In defense of intelligent debate
Ta-Nehisi Coates on the value of discourse with intelligent interlocutors you disagree with (or rather, the counter-productivity of engaging idiot interlocutors you disagree with; my emphasis):
As a liberal, I can see the point. Kristol was, indeed, a useful idiot. But we need to tease out a couple things. Kristol wasn’t merely a conservative who was bad on the issues, he was a columnist who was bad at his job. He was not so much a conservative columnist, as he was a GOP shill, a political operator who ran an advance office for the Palin 2012 campaign, out of the Times’ edit pages. Paul Krugman may be a liberal, and a lefty, but he most certainly isn’t schilling for the Democratic Party.
More than that, Kristol failed at the non-ideological essentials.
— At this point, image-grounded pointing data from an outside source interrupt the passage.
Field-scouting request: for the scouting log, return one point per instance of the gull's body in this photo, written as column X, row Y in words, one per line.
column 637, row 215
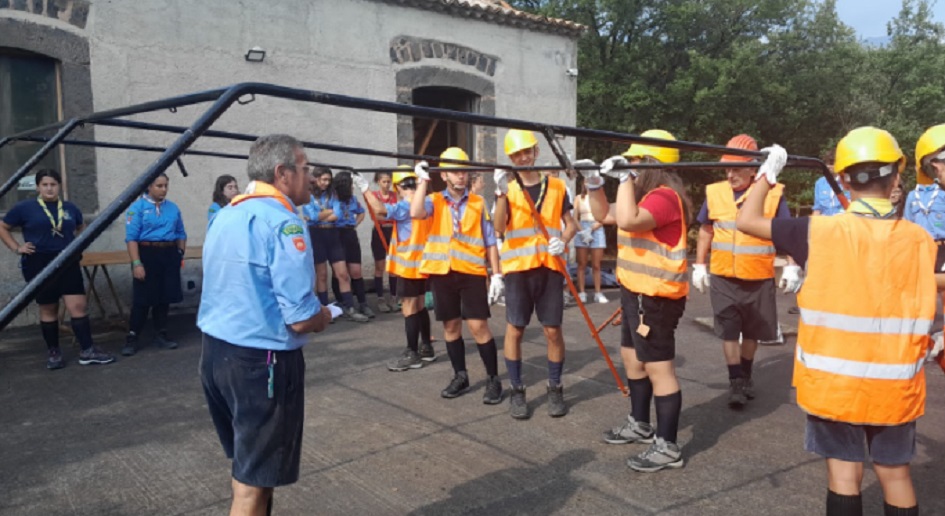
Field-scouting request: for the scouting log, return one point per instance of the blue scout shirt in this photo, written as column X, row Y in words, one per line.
column 146, row 222
column 825, row 199
column 258, row 276
column 38, row 229
column 488, row 231
column 926, row 207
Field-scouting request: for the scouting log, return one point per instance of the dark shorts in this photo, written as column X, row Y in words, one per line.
column 744, row 307
column 326, row 247
column 886, row 445
column 69, row 282
column 262, row 435
column 407, row 287
column 348, row 237
column 161, row 285
column 536, row 290
column 661, row 314
column 378, row 249
column 457, row 295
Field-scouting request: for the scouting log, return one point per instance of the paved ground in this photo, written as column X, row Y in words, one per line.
column 135, row 437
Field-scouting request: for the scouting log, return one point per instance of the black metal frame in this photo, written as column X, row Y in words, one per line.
column 223, row 98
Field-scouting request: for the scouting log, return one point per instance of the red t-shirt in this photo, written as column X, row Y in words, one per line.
column 663, row 204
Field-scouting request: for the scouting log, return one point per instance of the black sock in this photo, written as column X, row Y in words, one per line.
column 844, row 505
column 50, row 333
column 667, row 415
column 412, row 327
column 490, row 357
column 641, row 393
column 892, row 510
column 456, row 349
column 358, row 287
column 746, row 367
column 83, row 331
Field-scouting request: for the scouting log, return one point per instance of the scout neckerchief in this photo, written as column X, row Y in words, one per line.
column 56, row 224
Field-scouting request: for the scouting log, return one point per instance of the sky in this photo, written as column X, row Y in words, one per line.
column 869, row 17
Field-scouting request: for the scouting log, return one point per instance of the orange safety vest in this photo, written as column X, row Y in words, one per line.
column 866, row 312
column 650, row 267
column 461, row 252
column 736, row 254
column 524, row 247
column 403, row 258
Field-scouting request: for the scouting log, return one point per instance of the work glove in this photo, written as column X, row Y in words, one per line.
column 555, row 246
column 700, row 277
column 496, row 288
column 622, row 175
column 501, row 182
column 773, row 165
column 791, row 279
column 421, row 169
column 592, row 178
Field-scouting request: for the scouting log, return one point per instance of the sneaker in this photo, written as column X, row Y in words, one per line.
column 409, row 359
column 632, row 431
column 556, row 405
column 458, row 386
column 95, row 356
column 518, row 407
column 426, row 352
column 736, row 395
column 493, row 394
column 55, row 360
column 659, row 455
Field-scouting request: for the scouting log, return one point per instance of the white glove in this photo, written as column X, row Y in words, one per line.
column 556, row 246
column 700, row 277
column 790, row 279
column 607, row 168
column 496, row 288
column 501, row 182
column 773, row 165
column 421, row 170
column 360, row 182
column 592, row 178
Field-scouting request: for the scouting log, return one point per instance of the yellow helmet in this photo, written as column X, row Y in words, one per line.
column 661, row 154
column 931, row 140
column 519, row 139
column 865, row 145
column 454, row 153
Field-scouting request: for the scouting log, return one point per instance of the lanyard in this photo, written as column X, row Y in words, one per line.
column 56, row 226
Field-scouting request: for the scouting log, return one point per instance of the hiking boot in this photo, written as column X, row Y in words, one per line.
column 632, row 431
column 659, row 455
column 409, row 359
column 55, row 360
column 518, row 407
column 94, row 355
column 426, row 352
column 736, row 395
column 556, row 405
column 458, row 386
column 493, row 394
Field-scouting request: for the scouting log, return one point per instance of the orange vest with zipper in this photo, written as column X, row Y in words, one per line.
column 463, row 252
column 736, row 254
column 524, row 247
column 650, row 267
column 866, row 312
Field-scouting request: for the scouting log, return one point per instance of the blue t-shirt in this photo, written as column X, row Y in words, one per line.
column 146, row 221
column 38, row 229
column 258, row 276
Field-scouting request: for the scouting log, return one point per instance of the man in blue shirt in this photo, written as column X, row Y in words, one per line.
column 257, row 306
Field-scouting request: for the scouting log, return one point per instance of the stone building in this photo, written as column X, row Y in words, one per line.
column 65, row 58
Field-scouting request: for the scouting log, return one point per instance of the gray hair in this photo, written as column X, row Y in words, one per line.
column 267, row 153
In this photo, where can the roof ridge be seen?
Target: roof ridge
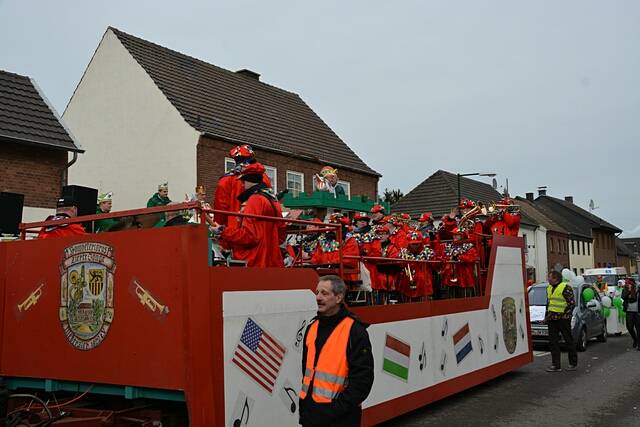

Getting your facts right is a basic standard of the profession. There’s no left/right to it–either Obama was in pews to hear Jeremiah Wright, or he wasn’t. Either Michelle Malkin said it, or she didn’t. These are basic rules that you can teach a 14-year old. And Kristol got them wrong. Often. He was, in sum, an incompetent foe, the sort of boxer who think road-work is for sissies. In the midst of writing a review of one of Ann Coulter’s silly tomes, Christopher Hitchens once told a reporter, “If I can’t fuck up Ann Coulter before lunch then I shouldn’t be in this business.” Indeed. And to even the most simple-minded liberal I’d say, If you can’t fuck up Bill Kristol before breakfast, you shouldn’t be blogging.
The dude was good for that first Monday morning entry, no doubt. But here is the thing–in the war of ideas you don’t gain much by measuring yourself against the worst that your opponents have to offer. The thing about competing against jokers, is that it eventually makes a joker of you. Your ideas lose their complexity, their volume and heft, mostly because you don’t need them to take down Kristol. You just need to read the corrections on the Times website. I don’t see how that helps me become a better writer.
Frederick Douglass once said that “A man is worked on, by what he works on.” We have direct evidence of what comes to those who spend their days sparring with Kristol. Is that really where we’re trying to go?
Since I tend to fancy myself as a social liberal and fiscal moderate (and a bunch of other things, but these tend to be the only two axes by which we judge where one lands politically), which is an orientation that frequently has me at odds with conservatives. As such, intelligent conservatives are definitely my favorite people to discuss politics with–they help me refine and sharpen my own views, and keep me honest. If all goes well, I can do the same for them.
While the back-patting of talking politics with other liberals can be comforting and can recharge-the-batteries, so to speak, it can also be intellectually stunting if that’s the only source of conversation on the subject (sometimes as stunting as consistently sparing with stupid people who disagree with you).
On that note, liberals who are dunces* are my least favorite people to acknowledge in political discourse. Do you see why?
*Here I’m operating under the assumption that I am not included in this category. Of course, there’s the distinct possibility that I am wrong in making this assumption. But if that’s the case, I’m inclined to ask: “W.T.Fuck are you doing reading this?”